Мальчик на некоторое время замер, чуть не плача и думая с такой силой, что чувствовалось, как мысли крутятся в голове. А потом сказал, но ведь маму убил не мороз, папа.
– В этом ты прав: она умерла не от холода. Но холод ее смертельно ранил.
– Мне было девять лет, когда она умерла.
– Девять лет?
– Она умерла в прошлом году.
– Год назад?
– Да.
– Что ж, пускай, но с тех пор как ты родился, она так ослабла, что в конце концов – когда бы ни было – умерла. И не сомневайся, что это из-за тебя.
Десятилетний мальчик не может определить, сошел ли его отец с ума. Кроме горя, он ничего не почувствовал. И расплакался. А родитель промычал, ну вот, пореви еще. Что твоя милая соседка скажет?
– Пусть говорит что вздумается.
Измаил покривил душой: он сгорел бы со стыда, если бы Лео[6] увидела или услышала, как он плачет.
После этого разговора в семье произошел целый ряд событий. Пролетели месяцы, годы, и в один прекрасный день отец отрубил себе указательный палец правой руки: с тех пор он больше не мог ни играть на флейте, ни даже переписывать партитуры и заявил врачу, что поступил так нарочно, поскольку работа ему опротивела и хотелось отдохнуть.
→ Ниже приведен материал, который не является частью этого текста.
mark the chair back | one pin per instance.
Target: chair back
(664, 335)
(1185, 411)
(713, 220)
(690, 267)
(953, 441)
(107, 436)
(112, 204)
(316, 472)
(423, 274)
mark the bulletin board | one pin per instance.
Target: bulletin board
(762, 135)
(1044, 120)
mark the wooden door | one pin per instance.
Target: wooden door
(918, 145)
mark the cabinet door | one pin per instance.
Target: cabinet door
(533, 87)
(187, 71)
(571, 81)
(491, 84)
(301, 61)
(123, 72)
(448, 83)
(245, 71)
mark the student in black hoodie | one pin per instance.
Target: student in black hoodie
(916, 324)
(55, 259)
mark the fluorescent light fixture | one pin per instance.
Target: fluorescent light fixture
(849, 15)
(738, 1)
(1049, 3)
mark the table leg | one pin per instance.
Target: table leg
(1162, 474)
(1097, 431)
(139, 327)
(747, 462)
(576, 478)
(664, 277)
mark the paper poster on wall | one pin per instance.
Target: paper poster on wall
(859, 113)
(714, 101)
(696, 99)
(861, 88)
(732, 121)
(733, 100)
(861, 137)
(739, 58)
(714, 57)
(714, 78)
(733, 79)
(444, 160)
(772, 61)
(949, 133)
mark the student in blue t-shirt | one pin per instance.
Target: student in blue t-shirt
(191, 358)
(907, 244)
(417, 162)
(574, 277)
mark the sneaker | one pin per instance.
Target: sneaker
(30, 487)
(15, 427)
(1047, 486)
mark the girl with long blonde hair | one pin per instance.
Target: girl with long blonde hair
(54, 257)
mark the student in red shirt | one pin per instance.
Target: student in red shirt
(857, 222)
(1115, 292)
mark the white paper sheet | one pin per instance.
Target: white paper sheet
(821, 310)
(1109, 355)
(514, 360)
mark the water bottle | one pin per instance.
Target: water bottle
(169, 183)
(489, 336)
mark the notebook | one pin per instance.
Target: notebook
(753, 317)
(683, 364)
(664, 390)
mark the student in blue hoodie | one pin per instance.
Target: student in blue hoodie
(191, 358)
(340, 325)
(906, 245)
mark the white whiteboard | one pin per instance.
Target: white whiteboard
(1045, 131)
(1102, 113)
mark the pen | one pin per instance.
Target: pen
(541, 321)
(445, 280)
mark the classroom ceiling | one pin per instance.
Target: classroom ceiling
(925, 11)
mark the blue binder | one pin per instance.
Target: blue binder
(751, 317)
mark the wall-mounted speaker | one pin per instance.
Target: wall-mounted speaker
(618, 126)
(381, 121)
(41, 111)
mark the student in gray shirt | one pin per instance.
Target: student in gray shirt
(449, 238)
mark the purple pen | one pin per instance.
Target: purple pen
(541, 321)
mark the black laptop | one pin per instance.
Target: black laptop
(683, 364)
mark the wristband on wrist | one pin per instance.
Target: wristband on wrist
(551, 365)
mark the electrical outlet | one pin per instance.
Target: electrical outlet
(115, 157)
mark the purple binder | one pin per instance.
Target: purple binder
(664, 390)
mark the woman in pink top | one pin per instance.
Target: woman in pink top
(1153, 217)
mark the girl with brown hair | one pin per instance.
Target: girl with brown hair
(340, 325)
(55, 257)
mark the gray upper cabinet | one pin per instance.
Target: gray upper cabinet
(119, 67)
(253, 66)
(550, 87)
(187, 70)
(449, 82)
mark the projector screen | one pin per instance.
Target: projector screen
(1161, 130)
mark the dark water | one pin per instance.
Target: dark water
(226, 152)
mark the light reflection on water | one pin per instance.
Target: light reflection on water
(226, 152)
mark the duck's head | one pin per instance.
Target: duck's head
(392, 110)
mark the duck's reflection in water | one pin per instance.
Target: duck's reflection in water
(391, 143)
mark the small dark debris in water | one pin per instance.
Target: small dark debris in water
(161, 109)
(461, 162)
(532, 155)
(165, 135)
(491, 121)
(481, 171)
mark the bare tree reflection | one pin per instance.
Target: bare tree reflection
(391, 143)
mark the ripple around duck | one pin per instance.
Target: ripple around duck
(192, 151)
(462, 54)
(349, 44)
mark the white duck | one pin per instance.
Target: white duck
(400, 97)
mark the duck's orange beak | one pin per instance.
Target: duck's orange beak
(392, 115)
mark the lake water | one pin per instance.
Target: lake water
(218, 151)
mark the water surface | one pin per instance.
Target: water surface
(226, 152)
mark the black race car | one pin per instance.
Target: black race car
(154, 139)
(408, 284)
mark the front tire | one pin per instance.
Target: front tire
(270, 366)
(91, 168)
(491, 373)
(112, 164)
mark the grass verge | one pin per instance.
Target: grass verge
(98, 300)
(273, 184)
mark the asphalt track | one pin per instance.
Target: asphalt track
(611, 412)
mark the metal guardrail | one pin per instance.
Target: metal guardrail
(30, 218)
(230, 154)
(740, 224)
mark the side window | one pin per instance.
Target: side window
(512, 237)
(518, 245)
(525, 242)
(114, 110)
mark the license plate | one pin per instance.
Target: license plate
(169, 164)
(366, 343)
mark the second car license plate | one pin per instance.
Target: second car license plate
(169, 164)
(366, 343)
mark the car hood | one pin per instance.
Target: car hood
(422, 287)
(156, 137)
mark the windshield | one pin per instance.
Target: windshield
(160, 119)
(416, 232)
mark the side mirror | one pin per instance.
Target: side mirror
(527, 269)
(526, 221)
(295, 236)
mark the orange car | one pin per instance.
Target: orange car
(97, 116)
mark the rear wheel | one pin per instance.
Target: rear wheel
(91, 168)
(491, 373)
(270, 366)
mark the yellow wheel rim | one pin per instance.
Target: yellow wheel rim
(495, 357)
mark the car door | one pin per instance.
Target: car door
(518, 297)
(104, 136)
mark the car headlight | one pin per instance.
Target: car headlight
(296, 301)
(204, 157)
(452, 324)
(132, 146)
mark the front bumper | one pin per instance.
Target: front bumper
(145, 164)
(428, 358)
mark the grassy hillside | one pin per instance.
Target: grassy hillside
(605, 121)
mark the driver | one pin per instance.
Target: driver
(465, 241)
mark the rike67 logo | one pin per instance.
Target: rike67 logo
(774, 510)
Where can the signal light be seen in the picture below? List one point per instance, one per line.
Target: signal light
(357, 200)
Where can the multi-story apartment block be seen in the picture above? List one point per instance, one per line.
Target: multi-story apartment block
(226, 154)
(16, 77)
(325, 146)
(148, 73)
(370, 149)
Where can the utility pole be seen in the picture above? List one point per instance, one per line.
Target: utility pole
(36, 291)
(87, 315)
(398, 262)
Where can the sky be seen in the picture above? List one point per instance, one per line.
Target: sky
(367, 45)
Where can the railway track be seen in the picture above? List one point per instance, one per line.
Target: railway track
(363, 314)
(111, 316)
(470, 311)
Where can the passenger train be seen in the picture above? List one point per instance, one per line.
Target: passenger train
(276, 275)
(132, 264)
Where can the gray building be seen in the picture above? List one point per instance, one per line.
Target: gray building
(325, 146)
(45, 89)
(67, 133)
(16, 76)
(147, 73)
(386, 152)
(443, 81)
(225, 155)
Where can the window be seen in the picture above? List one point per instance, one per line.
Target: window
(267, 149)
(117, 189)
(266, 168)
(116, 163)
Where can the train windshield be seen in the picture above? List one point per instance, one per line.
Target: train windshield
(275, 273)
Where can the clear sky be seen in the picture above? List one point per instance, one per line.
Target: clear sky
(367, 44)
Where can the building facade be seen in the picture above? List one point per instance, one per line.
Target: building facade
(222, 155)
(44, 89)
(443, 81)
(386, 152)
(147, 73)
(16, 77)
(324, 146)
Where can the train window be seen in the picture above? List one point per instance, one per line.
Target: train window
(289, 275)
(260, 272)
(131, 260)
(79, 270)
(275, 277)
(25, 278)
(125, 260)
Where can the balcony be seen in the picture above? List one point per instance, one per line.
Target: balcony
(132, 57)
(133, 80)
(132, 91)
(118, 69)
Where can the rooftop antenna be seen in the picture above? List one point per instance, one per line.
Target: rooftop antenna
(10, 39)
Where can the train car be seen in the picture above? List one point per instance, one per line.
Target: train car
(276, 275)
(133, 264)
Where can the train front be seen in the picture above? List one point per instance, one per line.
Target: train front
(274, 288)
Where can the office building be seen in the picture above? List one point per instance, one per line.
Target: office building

И тонко намекнул, что все из-за сына, который не спрятал вовремя ножи. Прежде чем поместить его в сумасшедший дом, решили проверить, не придет ли он сам в чувство, если займется другим делом. В одну светлую голову пришла блестящая идея, что работа на заправочной станции, не наводящая на опасные размышления, окажется лучшим способом привести больного в равновесие. И в один прекрасный день Измаил, уже с удивлением наблюдавший, как все его тело покрывается густой растительностью, а голос становится сложнее контролировать (он очень переживал, когда давал петуха в присутствии Лео, хорошевшей не по дням, а по часам), решил навестить родителя на бензоколонке. Тот держал в руке шланг, из которого только что напоил иссохший от жажды «форд», собравший на себе, казалось, все вмятины на свете. Отец вопросительно развел руками и, не получив от сына внятного ответа, сам спросил, какого хрена ты тут шастаешь и прогуливаешь школу.